Am Donnerstag, 14. September 2006 22:48 schrieb Graham, Simon:
>  <<drbd-panic.patch>> I'm not done testing yet (because it's been hard
> to keep up with the changes recently ;-) but I think it's time to get
> some review of the first phase of panic removal I am proposing - in the
> end, the changes are actually fairly small for this phase and basically
> fall into the following areas:
>
> 1. In the case of meta-data failures, I took the approach of forcibly
> detaching
> >    the disk even if the on-error setting is PassOn AND I made sure that 
> this is
>    done on ALL meta-data errors.
> 2. To do this, I added a new Boolean parameter to drbd_chk_io_error and
> drbd_io_error
>    that indicates if a detach should be forced - all meta-data cases
> pass TRUE
>    and all user data cases pass FALSE.
> 3. Apart from making sure that chk_io_error and io_error are called for
> all meta
>    data cases, I also removed the panic()s from these failure cases.
> 4. In order to test this, I introduced some fault insertion code -
> controlled by
>    a new config macro, DRBD_ENABLE_FAULTS, off by default. This adds a
> couple of
>    module parameters;
>    a. fault_rate - integer is the % of times the specified fault should
> be
>       inserted - the idea is that if you run enough tests with each
> fault enabled,
>       eventually all failure code paths will be tested...
>    b. enable_faults - bitmap of enabled faults - I broke it down into 6
> classes
>       so far - meta-data, resync and data reads and writes.
>    Every time an I/O is sent to the block layer, the code tests for the
> fault being
>    active and if so it completes the bio with an error instead of
> sending it down.
>
> Patch against trunk attached - all comments gratefully received...
> Simon

Whow, really very cool stuff. I applied the patch nearly as it is. While
skimming over it I found nothing that seemed incorrect to me.

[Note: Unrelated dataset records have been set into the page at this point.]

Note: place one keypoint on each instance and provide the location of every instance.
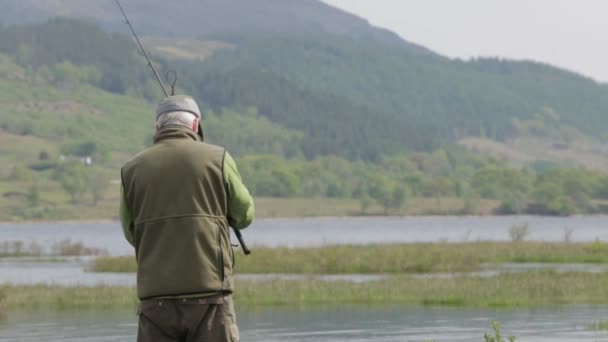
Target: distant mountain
(197, 18)
(354, 90)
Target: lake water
(331, 231)
(352, 324)
(349, 324)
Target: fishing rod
(237, 232)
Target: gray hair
(185, 119)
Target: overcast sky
(572, 34)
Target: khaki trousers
(209, 319)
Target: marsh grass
(599, 326)
(61, 248)
(396, 259)
(526, 290)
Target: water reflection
(363, 324)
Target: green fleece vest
(176, 193)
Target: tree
(398, 198)
(33, 195)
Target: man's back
(179, 206)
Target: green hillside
(357, 125)
(457, 99)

> PS: There are also a few other minor fixes:
> 1. when reading the bitmap, I clear the BM_MD_IO_ERROR flag before
> starting - otherwise
>    if this fails once, it will fail every subsequent time.
> 2. some changes in tracing to help me debug - including fixing the
> packet dump trace
>    code - this fix got lost somehow and received frames were printed
> incorrectly.
> 3. At the end of drbd_nl_disk_conf, if a failure occurs AFTER the point
> of no return,
>    I think it's necessary to set the local nbc value to NULL and NOT
> free it - since
>    it has been put into the mdev->bc by this point, the error handling
> in
>    drbd_force_state() will free the bc object and we'd end up freeing it
> twice (I THINK!)

Yes, right.

> 4. drbd_al_to_on_disk_bm() - if inc_local_if_state() returns 0 pay
> attention!

Here you missed that we want to see an failed ASSERTION in case 
in_local() fails. Added this.

-Philipp

-- 
: Dipl-Ing Philipp Reisner                      Tel +43-1-8178292-50 :
: LINBIT Information Technologies GmbH          Fax +43-1-8178292-82 :
: Schönbrunnerstr 244, 1120 Vienna, Austria    http://www.linbit.com :

^ permalink raw reply	[flat|nested] 2+ messages in thread

end of thread, other threads:[~2006-09-15 13:16 UTC | newest]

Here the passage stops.